Покидали Клерво, направляясь в Святую Землю, под неизгладимым впечатлением проповеди аббата Бернара. Рыцари долго ехали молча. Потом Гуго услышал, как де Мондилье начал что-то напевать себе под нос:

Девять рыцарей отправились на Восток.
Девять рыцарей оставили матерей.

Он на некоторое время умолк, а потом продолжил без связи с предыдущим:

Тридцать три тысячи.
Тридцать три тысячи рыцарей.

Гуго с недоумением спросил:

— Что это вы поёте, любезный брат?

— Я трувер. Мне кажется, в моей душе рождается песня.

— Вам будет очень интересно познакомиться с нашим Бизо. Заранее предвкушаю встречу северного трувера и южного трубадура.

— Наслышан о брате Бизо. С нетерпением жду нашей встречи.

— А про какие это неисчислимые тысячи рыцарей вы пели?

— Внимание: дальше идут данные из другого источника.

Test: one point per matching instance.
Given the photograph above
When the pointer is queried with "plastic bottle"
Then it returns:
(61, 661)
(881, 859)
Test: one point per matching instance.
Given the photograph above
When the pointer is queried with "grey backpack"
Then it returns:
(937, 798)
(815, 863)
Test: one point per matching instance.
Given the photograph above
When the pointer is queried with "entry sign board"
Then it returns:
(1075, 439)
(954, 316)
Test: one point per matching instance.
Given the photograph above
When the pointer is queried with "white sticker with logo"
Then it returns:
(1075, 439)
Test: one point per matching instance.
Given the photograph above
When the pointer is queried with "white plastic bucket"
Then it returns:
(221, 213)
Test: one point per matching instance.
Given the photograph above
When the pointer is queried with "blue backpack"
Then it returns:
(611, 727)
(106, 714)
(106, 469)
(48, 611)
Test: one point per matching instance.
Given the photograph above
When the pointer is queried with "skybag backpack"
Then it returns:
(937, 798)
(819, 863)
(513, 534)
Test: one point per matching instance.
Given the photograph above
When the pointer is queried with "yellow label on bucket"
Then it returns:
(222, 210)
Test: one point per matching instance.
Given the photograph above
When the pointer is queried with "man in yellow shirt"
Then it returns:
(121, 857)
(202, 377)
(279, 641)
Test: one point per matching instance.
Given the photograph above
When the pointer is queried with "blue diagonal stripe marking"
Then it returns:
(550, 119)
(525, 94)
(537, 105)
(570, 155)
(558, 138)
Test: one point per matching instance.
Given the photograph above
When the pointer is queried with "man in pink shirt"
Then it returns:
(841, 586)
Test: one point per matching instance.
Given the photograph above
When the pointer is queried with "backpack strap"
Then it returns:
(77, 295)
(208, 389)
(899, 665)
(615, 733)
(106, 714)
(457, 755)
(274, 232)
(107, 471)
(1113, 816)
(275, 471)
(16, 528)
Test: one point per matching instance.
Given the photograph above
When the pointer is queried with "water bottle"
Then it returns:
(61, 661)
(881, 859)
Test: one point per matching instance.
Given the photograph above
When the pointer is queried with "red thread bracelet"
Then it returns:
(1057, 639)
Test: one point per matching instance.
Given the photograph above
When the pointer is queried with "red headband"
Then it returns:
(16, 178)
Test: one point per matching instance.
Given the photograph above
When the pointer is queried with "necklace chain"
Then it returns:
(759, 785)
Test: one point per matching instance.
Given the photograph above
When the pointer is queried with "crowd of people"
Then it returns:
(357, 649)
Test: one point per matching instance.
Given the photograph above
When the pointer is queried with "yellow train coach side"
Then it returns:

— Не знаю. Эти слова родились в моей душе, их смысл мне пока не понятен. — Гуго задумался. А потом и сам начал напевать слова, звучащие, как голос грядущего: — Тридцать три тысячи. Тридцать три тысячи рыцарей.

Часть третья

Банкиры Храма

Командор Дмитрий Князев широкими размашистыми шагами вошёл в тренировочный зал. Он был в полном боевом снаряжении — белая туника с красным крестом трепетала на металлических доспехах, как флаг на броненосце. Шлем командор нёс в руке, его голова была затянута в тугой кевларовый подшлемник. Дмитрий широко улыбался. Сиверцев, который следовал за своим наставником в двух шагах, не сомневался, что командор, если судить по его жизнерадостному настрою, первым делом заключит в объятия невысокого тамплиера, который уже находился в зале. Последний, так же облачённый в доспехи и тунику, казалось, не обратил ни малейшего внимания на появление в зале новых людей, продолжая стоять к ним вполоборота и задумчиво рассматривая свой меч.

И вот, когда Дмитрий приблизился к нему на расстояние двух шагов, из-за спины командора неожиданно взметнулась молния двуручного меча — удар был явно рассчитан на то, чтобы раскроить товарищу череп. Маленький тамплиер был так же без шлема, а прочный, но тонкий подшлемник не смог бы выдержать такой удар.

«Малыш», по всем приметам находящийся в состоянии меланхолической задумчивости, казалось, совершенно не ожидал нападения, и всё-таки он ушёл из-под меча с кошачьей грацией, в падении успев нанести ответный горизонтальный удар, грозивший оставить Дмитрия без ног. Князев мгновенно подпрыгнул, как на скакалке. Похоже, он совершенно не имел упований на внезапность своего нападения. И понеслось.